Wherein, in order to whether in the title for judging each point, comprising physical name, a physical name collection can be pre-build Close, wherein comprising multiple physical names.In this manner it is possible to directly judge each point title in whether there is with physical name set in Information match content, if it is present comprising physical name in may certify that the title of the point.Setting up physical name set When, can be the Anchor Text of hyperlink in the known Internet resources entity index page of crawl by the way of, to Anchor Text Noise reduction filtering is carried out, physical name is extracted from Anchor Text.That is, in webpage, the link of Internet resources entity typically can Using physical name as Anchor Text.For example, there are many links of TV play in certain navigation website, each link here is general All it is that, so as to user's identification, this navigation website is commonly referred to as Internet resources reality directly by the name referred to as Anchor Text of TV play The index page of body.After the link that user clicks on certain TV play in the index page, it is possible to enter the catalogue page of the TV play, its In show it is each collection TV play broadcasting entrance.Therefore, by extracting the Anchor Text of this link, it is possible to get entity Name.That is, the content of some specific Internet resources entity index pages can be captured, and therefrom extract the anchor text for including This, the Anchor Text for then grabbing these is collected as the physical name of Internet resources entity.So, it is a large amount of by collecting Physical name, by duplicate removal, noise reduction etc. process after can just set up physical name set, for follow-up to user data Screened, or each address on webpage access track is screened.Specifically, the physical name that will be got and user The title of the webpage pointed out, and the title of referer is matched, if the title of the webpage that user points out, or referer Contain certain physical name in title, then it is assumed that be the address relevant with Internet resources entity and retain, otherwise filter the address.

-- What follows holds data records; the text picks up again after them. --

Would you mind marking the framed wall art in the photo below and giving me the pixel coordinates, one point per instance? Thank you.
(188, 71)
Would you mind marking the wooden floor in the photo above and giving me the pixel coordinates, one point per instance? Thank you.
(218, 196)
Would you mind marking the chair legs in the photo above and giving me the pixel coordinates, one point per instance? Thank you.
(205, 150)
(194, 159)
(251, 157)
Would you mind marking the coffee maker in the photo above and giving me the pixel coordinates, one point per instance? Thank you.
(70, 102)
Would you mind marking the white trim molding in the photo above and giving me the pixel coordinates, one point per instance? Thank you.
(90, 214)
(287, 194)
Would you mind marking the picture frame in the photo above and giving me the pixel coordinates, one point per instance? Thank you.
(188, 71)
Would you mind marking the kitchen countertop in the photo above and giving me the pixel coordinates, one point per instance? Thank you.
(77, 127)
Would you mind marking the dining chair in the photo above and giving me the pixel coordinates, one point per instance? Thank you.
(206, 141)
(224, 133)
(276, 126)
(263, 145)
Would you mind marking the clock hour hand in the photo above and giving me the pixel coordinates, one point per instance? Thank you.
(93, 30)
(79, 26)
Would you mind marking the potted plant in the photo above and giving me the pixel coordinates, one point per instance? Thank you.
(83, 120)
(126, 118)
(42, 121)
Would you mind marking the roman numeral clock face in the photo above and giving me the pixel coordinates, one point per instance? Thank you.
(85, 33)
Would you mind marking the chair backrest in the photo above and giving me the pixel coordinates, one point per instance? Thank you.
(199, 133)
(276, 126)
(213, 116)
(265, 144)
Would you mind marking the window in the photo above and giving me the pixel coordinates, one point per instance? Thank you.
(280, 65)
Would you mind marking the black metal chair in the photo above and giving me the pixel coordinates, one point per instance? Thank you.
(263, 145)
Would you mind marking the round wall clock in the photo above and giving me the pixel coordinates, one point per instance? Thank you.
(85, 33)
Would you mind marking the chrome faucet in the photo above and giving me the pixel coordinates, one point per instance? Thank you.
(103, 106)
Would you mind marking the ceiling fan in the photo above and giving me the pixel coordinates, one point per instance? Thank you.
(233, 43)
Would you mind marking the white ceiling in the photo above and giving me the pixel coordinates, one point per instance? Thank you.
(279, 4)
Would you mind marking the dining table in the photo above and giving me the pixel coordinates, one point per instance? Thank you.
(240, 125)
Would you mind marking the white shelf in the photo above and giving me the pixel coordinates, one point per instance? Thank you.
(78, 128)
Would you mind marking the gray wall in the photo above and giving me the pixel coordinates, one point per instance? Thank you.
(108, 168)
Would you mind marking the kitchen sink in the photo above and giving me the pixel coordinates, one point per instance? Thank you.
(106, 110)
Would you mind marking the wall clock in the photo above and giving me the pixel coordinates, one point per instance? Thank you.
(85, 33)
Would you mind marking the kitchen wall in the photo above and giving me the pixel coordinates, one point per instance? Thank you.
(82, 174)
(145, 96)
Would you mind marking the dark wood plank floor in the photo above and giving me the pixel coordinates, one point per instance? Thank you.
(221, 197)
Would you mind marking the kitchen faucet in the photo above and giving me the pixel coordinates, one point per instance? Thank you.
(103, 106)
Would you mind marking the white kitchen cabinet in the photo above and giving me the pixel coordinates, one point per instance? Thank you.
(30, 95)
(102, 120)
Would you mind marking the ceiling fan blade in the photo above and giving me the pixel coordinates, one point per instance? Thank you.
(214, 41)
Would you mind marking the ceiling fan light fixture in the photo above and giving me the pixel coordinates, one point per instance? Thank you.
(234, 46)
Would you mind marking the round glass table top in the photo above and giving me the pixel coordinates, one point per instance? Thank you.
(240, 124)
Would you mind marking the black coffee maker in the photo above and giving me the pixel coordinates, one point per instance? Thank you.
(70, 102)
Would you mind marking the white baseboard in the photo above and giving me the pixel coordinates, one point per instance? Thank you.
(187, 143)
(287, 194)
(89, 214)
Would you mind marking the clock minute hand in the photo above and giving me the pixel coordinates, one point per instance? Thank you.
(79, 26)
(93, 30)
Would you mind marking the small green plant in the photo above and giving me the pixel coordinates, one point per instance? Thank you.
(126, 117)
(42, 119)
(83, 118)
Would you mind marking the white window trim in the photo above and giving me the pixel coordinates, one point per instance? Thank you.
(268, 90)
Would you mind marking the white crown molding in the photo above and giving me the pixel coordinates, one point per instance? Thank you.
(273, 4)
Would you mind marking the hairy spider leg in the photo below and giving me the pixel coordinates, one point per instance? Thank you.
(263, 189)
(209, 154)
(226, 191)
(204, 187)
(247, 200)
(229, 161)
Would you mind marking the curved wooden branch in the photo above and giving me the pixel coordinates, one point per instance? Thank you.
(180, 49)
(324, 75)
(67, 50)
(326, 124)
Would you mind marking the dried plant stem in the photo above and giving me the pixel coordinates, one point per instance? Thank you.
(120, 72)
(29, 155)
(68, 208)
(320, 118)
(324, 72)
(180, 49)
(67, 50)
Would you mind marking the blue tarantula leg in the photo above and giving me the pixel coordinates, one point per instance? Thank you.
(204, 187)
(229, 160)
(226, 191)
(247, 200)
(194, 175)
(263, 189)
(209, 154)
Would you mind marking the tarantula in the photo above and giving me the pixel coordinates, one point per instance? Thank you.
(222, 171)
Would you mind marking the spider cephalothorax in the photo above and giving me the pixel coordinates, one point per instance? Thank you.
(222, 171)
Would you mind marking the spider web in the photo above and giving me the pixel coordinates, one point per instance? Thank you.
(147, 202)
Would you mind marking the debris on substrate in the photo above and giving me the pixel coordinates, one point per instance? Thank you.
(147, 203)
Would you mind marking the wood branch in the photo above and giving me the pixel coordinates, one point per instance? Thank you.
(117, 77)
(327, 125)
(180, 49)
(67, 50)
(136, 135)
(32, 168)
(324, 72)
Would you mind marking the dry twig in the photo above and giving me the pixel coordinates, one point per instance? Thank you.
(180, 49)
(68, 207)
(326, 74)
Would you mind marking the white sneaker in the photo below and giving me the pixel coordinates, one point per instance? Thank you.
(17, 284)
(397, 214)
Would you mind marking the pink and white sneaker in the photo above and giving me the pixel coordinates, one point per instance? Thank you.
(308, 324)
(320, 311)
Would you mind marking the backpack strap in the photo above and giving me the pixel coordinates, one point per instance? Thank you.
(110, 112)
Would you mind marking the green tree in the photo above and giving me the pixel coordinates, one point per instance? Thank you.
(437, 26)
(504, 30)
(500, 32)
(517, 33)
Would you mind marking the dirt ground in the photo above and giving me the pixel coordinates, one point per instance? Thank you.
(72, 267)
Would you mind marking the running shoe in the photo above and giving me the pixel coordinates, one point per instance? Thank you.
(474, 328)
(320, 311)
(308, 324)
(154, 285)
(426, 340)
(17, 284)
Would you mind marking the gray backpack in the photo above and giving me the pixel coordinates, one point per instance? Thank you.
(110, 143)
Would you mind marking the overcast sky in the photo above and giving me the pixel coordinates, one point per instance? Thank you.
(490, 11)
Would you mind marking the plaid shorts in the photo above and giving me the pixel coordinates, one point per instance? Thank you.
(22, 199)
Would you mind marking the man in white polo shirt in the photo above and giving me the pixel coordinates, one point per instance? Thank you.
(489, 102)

User can equally record Internet resources reality in the actual resource webpage that access is related to Internet resources entity The address of the actual resource webpage that body phase is closed, the address of corresponding referer, further, it is also possible to obtain described in actual resource webpage The information such as website, and then these information, the process to customer access network resource entity can be utilized to reduce.Obtaining During user points out the procedural information of actual resource webpage, can first obtain during user browses webpage and be pointed out The address of webpage, and referer corresponding with pointed out webpage address；And then with the advance physical name for obtaining, and/or in fact Body resource address, the address of webpage is pointed out to user, and the address of referer is filtered, obtain the address pointed out of user with And in the referer with the physical name, and/or actual resource addresses match address.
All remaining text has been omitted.